This post is older than 2 years and might not be relevant anymore
More Info: Consider searching for newer posts

Friend node timeout when LPN is re-provisioned with same address

There seems to be a bug in the mesh stack friendship code: the friend node times out infinitely when an LPN node is re-provisioned with the same address.

Steps to reproduce:

1. Program an nRF52-DK with the stock SDK light_switch_server:  

ninja flash_light_switch_server_nrf52832_xxAA_s132_7.0.1

2. Provision the light switch server with the nRF Mesh App.

3. Program a second nRF52-DK with the stock SDK LPN example:

ninja flash_lpn_nrf52832_xxAA_s132_7.0.1

3. Connect to LPN node with JLinkRTTLogger.

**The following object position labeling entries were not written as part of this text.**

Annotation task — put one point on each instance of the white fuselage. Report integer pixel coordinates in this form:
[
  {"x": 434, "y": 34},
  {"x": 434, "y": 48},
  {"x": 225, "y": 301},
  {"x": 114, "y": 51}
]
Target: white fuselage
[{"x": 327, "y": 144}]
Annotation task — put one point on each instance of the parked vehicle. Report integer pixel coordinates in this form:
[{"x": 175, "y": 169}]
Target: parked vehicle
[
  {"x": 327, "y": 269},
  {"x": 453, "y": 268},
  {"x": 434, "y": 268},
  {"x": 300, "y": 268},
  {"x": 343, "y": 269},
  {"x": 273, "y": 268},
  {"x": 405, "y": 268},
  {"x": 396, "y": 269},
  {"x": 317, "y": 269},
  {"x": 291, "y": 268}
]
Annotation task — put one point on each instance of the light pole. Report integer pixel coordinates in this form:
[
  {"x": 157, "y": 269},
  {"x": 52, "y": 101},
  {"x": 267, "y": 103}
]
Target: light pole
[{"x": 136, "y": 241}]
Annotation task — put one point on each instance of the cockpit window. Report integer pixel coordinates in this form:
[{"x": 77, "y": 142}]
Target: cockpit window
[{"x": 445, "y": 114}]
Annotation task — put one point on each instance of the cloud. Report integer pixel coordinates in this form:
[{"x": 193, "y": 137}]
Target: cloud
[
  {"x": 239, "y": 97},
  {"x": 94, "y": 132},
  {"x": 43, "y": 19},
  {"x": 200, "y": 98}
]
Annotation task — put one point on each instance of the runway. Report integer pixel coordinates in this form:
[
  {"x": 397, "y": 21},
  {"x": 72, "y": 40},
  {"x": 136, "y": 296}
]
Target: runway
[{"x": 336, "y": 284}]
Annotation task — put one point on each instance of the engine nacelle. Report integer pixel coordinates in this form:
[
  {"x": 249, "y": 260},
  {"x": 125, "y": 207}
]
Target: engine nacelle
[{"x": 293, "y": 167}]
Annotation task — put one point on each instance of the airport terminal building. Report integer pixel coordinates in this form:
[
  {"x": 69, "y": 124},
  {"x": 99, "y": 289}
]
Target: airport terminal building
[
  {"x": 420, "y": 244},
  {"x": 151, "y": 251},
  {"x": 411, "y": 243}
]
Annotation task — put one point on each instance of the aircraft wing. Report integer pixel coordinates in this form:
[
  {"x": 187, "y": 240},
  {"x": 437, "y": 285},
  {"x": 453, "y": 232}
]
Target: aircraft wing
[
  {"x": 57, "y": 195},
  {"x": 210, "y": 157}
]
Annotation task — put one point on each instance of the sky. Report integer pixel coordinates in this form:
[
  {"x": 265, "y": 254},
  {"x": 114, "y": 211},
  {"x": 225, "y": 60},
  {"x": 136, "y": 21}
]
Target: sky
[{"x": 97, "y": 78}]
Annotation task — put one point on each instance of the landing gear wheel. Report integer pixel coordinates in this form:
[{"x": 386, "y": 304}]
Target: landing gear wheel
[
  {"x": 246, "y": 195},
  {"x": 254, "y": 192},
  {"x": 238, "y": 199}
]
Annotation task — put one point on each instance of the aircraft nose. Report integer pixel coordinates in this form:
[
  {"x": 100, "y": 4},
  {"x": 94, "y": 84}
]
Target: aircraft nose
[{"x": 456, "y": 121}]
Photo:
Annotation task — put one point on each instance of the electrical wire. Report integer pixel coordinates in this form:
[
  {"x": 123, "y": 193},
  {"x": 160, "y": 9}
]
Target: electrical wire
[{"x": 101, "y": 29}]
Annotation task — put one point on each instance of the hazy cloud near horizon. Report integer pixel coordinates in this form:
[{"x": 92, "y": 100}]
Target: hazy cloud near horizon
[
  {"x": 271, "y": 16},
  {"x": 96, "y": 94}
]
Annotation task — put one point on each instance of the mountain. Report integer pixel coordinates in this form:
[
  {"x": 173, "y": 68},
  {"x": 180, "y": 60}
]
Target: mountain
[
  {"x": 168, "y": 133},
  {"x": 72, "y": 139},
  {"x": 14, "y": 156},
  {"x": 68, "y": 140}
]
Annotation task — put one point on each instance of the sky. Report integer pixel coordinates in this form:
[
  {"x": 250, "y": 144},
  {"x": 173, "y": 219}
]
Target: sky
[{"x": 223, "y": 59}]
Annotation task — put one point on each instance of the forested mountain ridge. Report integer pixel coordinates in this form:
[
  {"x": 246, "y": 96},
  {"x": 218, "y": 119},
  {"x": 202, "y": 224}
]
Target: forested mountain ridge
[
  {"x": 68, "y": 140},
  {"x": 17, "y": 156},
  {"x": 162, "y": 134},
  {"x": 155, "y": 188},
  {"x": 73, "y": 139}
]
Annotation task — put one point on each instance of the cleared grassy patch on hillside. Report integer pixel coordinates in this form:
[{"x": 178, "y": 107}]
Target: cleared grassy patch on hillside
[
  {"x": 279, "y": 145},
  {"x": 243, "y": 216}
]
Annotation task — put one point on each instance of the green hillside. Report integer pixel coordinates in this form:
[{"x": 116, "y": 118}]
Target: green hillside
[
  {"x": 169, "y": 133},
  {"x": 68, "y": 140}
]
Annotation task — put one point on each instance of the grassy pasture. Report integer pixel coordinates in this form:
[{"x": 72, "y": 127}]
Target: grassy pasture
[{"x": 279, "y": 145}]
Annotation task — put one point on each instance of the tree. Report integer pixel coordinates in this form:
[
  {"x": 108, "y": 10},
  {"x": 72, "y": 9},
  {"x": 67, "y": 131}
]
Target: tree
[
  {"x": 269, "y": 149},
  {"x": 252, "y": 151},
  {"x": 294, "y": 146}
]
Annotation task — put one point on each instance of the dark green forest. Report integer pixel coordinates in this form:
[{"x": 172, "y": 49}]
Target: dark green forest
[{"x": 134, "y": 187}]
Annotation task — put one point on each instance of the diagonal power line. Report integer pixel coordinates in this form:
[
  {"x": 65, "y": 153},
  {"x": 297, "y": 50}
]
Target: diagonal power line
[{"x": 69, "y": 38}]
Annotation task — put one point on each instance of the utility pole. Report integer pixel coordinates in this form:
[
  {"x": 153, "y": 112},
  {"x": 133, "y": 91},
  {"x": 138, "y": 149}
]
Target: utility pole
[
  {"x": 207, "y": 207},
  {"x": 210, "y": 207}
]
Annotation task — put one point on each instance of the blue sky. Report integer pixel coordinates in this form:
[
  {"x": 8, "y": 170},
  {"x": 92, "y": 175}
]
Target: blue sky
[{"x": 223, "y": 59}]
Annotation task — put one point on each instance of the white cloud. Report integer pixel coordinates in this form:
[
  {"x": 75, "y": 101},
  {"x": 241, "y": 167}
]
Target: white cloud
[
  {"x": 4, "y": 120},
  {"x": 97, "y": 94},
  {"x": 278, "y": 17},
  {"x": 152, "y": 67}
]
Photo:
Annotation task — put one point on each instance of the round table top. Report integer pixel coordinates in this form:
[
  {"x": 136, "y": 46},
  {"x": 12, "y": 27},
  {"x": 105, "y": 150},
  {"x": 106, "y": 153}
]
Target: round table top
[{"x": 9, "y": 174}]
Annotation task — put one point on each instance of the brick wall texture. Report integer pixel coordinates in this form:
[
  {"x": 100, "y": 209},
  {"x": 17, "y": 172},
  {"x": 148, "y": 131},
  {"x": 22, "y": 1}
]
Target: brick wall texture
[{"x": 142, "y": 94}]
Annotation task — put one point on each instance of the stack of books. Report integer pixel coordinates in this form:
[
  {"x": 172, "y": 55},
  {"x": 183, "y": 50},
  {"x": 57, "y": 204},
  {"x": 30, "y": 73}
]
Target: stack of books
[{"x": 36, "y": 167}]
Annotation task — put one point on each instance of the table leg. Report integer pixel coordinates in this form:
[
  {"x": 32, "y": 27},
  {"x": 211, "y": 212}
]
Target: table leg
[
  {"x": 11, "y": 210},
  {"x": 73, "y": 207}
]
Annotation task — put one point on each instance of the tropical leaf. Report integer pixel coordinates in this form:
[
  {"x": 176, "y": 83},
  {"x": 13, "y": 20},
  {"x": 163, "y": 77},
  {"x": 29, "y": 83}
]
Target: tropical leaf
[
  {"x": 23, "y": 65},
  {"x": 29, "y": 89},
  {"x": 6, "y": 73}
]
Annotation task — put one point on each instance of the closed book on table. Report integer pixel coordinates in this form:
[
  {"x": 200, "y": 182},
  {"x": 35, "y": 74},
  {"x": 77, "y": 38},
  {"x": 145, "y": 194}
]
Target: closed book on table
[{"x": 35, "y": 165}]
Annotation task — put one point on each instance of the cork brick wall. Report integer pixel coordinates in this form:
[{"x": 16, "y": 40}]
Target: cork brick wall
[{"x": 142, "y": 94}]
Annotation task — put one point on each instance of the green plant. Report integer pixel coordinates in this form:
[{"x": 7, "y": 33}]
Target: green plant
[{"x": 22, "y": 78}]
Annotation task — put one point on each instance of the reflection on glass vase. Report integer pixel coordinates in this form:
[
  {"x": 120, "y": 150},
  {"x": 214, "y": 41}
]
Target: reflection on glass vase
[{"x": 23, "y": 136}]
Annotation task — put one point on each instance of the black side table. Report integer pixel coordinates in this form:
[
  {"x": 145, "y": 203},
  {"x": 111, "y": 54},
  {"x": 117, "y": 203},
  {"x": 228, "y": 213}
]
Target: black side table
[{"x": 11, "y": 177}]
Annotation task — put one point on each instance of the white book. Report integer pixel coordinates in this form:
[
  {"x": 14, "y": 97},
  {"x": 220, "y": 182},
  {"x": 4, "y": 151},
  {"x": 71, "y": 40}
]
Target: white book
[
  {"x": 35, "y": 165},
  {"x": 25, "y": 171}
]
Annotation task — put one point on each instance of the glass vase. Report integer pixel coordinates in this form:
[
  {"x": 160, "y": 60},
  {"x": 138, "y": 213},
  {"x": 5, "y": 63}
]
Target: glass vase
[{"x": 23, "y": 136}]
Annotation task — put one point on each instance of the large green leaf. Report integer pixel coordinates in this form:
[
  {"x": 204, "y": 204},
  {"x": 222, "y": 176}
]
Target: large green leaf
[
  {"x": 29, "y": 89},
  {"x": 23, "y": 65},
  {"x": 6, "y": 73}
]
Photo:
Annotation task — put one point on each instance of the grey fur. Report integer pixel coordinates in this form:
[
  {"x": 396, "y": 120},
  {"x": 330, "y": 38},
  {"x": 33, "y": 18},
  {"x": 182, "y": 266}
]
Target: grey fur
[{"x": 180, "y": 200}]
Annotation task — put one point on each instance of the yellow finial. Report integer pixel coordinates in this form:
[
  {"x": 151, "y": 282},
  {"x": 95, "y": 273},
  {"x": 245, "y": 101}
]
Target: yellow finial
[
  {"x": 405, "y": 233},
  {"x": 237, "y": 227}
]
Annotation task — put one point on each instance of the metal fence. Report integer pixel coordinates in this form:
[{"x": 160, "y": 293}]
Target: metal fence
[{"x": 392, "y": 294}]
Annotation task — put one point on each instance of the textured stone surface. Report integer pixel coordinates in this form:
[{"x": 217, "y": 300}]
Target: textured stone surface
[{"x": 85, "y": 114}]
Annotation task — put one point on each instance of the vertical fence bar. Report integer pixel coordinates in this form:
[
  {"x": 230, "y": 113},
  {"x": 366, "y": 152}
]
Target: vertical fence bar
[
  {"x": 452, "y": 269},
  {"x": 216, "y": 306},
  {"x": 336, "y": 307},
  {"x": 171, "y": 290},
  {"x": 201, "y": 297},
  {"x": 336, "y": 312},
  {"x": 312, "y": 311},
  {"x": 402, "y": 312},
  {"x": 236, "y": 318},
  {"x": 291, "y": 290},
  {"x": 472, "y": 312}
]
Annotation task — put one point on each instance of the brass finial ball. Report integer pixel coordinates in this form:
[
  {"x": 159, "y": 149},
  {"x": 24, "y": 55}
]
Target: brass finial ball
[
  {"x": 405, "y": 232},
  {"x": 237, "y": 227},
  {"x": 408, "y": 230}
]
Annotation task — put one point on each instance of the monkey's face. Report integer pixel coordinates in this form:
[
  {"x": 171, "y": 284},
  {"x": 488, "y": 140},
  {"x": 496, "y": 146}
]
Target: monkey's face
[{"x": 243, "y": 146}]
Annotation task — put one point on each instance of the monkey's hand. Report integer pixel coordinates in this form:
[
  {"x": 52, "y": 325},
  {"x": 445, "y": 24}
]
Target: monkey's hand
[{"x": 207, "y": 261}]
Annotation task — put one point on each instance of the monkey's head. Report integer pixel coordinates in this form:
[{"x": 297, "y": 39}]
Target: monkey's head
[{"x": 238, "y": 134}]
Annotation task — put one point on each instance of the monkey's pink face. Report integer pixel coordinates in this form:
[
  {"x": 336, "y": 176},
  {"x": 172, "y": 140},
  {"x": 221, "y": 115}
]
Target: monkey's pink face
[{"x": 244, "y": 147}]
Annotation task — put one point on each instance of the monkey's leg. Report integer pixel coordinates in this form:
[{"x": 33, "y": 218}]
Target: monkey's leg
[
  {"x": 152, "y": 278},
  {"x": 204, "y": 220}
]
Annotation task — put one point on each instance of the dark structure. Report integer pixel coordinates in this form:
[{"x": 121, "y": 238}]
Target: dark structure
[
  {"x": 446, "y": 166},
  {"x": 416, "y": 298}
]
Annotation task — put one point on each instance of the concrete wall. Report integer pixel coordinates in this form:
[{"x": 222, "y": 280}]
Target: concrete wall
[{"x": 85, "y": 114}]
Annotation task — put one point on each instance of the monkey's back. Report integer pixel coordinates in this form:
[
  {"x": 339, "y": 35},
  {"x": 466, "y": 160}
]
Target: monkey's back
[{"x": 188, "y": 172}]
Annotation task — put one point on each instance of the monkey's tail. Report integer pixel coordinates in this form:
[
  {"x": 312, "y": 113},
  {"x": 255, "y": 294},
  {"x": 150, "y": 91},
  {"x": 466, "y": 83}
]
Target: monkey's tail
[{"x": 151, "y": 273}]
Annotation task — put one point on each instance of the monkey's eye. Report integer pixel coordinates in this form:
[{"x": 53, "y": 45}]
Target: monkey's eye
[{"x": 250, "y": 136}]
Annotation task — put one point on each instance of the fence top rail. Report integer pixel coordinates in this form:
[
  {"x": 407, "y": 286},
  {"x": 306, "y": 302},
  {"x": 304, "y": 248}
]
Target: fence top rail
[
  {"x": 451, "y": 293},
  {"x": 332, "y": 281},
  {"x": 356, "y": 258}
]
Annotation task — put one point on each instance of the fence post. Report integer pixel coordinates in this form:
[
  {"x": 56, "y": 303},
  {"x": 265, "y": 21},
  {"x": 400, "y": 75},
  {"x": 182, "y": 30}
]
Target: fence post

4. Provision the LPN node with the nRF Mesh App:

<t:    1342412>, main.c,  141, Successfully provisioned
<t:    1342417>, main.c,  154, Node Address: 0x0004 

5. Press Button3 on the LPN node to establish a friendship with the light switch server:

<t:    8741395>, main.c,  337, Button 2 pressed
<t:    8741398>, main.c,  277, Initiating the friendship establishment procedure.
<t:    8745101>, main.c,  408, Received friend offer from 0x0003
<t:    8748460>, main.c,  455, Friendship established with: 0x0003

6. Reset the LPN node in the app, then re-provision it. Note that the app assigns the same address to the device:

<t:    6325479>, mai<t:          0>, main.c,  552, ----- BLE Mesh LPN Demo -----
<t:       8877>, main.c,  503, Initializing and adding models
<t:      13683>, mesh_app_utils.c,   65, Device UUID (raw): 6D6551FBA6ED1F4687A9A4973BE61F9A
<t:      13687>, mesh_app_utils.c,   70, Device UUID : FB51656D-EDA6-461F-87A9-A4973BE61F9A
<t:     420362>, ble_softdevice_support.c,  104, Successfully updated connection parameters
<t:     966607>, main.c,  141, Successfully provisioned
<t:     966612>, main.c,  154, Node Address: 0x0004 

7. Pressing Button3 on the LPN node now results in friendship timing out:

<t:    1562101>, main.c,  337, Button 2 pressed
<t:    1562104>, main.c,  277, Initiating the friendship establishment procedure.
<t:    1778877>, main.c,  441, Friend Request timed out

This friendship timeout continues:

- even when many attempts are made

- even after >20 minutes

8. When the light_switch_server is reset (turned off and back on), it will again accept friend requests:

<t:    1562101>, main.c,  337, Button 2 pressed
<t:    1562104>, main.c,  277, Initiating the friendship establishment procedure.
<t:    1778877>, main.c,  441, Friend Request timed out
<t:    7380842>, main.c,  337, Button 2 pressed
<t:    7380845>, main.c,  277, Initiating the friendship establishment procedure.
<t:    7597617>, main.c,  441, Friend Request timed out

# light_switch_server is reset here 

<t:   13608118>, main.c,  337, Button 2 pressed
<t:   13608121>, main.c,  277, Initiating the friendship establishment procedure.
<t:   13611518>, main.c,  408, Received friend offer from 0x0003
<t:   13618461>, main.c,  455, Friendship established with: 0x0003

Versions:

0. nRF52-DK PCA10040 == nRF52832

1. Mesh SDK version 4.0.0

2. SDK version 16.0.0

3. SoftDevice s132_7.0.1

Parents
  • Hi. 

    Thank you for the report. I'll try to reproduce this from the steps you described and investigate the issue. 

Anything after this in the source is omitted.